Hitachi brings an established semiconductor manufacturing presence to the collaboration. The company has over a century of experience in power electronics and operates its own semiconductor fabrication facility. Pakal operates as a fabless power semiconductor designer, so the partnership pairs device innovation with an established manufacturing and module integration capability.

 

Pakal’s IGTO(t) high-voltage silicon power switch functions as a direct replacement for IGBTs

Pakal’s IGTO(t) high-voltage silicon power switch functions as a direct replacement for IGBTs. Image used courtesy of Pakal Technologies

 

The IGTO(t) Silicon Power Switch

The IGTO(t) is a fabless silicon power switch designed by Pakal. According to Hitachi, the IGTO(t) offers a 30% reduction in conduction losses at high current and temperature compared to the insulated gate bipolar transistor (IGBT). Conduction losses are typically the dominant loss mechanism in high-voltage, high-current applications where devices spend significant time in the on-state, so a 30% improvement in that regime is a meaningful number for system designers calculating thermal budgets and efficiency targets.

Importantly, Hitachi claims the IGTO(t) maintains compatibility with existing module architectures. That compatibility is a practical consideration that matters considerably in the power module market, where customers have established converter topologies, gate driver designs, and packaging standards. A device that requires wholesale redesign of surrounding hardware faces a much steeper adoption path than one that fits more directly into existing platforms.

At the system level, higher switching device efficiency reduces heat generation, which in turn can enable smaller or simpler cooling systems, higher power density within the same module footprint, or longer operating lifetimes at a given thermal limit. All of these are relevant in the high-voltage module market, where the cost of ownership over decades-long infrastructure lifetimes is often as important as the upfront module price.

 

Hitachi will integrate Pakal’s IGTO(t) platform into its power semiconductor modules to improve efficiency in high-voltage power conversion

Hitachi will integrate Pakal’s IGTO(t) platform into its power semiconductor modules to improve efficiency in high-voltage power conversion. Image used courtesy of Hitachi Energy

 

High-Voltage Power Conversion

Hitachi identifies applications where Pakal’s IGTO(t) platform integrated into its power modules will be of use. These applications share a common characteristic: they all involve large-scale power conversion at high voltages, where even small percentage efficiency improvements accumulate significantly over time.

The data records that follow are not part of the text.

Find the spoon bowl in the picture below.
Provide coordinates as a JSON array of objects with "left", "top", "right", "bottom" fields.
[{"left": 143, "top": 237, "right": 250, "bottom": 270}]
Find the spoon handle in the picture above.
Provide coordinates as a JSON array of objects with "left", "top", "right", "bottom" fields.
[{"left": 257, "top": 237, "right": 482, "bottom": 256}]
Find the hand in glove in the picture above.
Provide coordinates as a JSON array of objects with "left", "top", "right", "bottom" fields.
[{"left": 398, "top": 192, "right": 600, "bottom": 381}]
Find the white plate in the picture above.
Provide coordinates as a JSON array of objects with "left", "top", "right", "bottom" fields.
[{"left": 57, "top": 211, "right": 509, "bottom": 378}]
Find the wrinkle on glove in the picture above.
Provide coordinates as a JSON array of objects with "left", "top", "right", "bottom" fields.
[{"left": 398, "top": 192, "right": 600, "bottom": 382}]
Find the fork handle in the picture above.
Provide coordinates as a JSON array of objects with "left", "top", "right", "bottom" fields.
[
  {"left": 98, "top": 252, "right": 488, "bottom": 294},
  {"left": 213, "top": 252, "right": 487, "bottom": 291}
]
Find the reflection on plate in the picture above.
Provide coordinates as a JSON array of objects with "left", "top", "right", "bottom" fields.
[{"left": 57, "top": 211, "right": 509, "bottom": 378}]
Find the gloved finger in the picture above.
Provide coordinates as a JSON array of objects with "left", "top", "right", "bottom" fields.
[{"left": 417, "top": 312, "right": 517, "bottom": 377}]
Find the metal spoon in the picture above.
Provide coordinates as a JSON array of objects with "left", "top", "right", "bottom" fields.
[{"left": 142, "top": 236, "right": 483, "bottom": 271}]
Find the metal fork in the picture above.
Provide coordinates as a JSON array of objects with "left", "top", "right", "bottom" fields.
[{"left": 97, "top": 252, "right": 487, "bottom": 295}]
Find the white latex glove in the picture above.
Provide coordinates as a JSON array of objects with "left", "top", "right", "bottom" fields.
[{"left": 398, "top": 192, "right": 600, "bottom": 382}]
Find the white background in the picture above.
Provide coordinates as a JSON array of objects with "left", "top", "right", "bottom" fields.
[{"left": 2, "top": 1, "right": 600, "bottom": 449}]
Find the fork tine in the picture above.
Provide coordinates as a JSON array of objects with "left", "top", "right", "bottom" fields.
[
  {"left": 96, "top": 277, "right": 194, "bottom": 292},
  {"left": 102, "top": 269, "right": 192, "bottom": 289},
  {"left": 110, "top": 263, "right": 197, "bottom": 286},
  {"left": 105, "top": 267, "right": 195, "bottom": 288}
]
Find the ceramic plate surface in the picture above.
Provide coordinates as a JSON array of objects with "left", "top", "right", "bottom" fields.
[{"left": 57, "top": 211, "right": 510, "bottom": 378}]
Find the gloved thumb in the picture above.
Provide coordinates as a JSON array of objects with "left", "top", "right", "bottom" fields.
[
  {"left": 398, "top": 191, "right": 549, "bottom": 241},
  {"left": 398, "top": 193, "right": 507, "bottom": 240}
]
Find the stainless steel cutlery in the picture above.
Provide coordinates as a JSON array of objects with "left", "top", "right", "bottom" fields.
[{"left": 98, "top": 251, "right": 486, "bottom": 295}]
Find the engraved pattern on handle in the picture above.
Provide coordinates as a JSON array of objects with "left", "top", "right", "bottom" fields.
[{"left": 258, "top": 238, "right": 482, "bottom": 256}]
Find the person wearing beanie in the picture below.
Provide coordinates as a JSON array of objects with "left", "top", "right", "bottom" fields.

Rail traction converters, for example, run continuously and at scale. Grid-tied converters for wind and solar installations operate for thousands of hours per year. Energy storage systems in grid applications cycle frequently. In each case, a 30% reduction in conduction losses in the switching device, assuming it holds at the system level after integration into a module, represents a meaningful operating cost reduction over an asset’s working life.

Data centers are a newer addition to this application mix for high-voltage power semiconductors, reflecting the growing scale of AI infrastructure and the increasing interest in medium-voltage power distribution within large facilities to reduce distribution losses.

No specific timeline for product availability has been announced, but the companies frame the collaboration as a long-term commercial partnership with production scale as an explicit goal.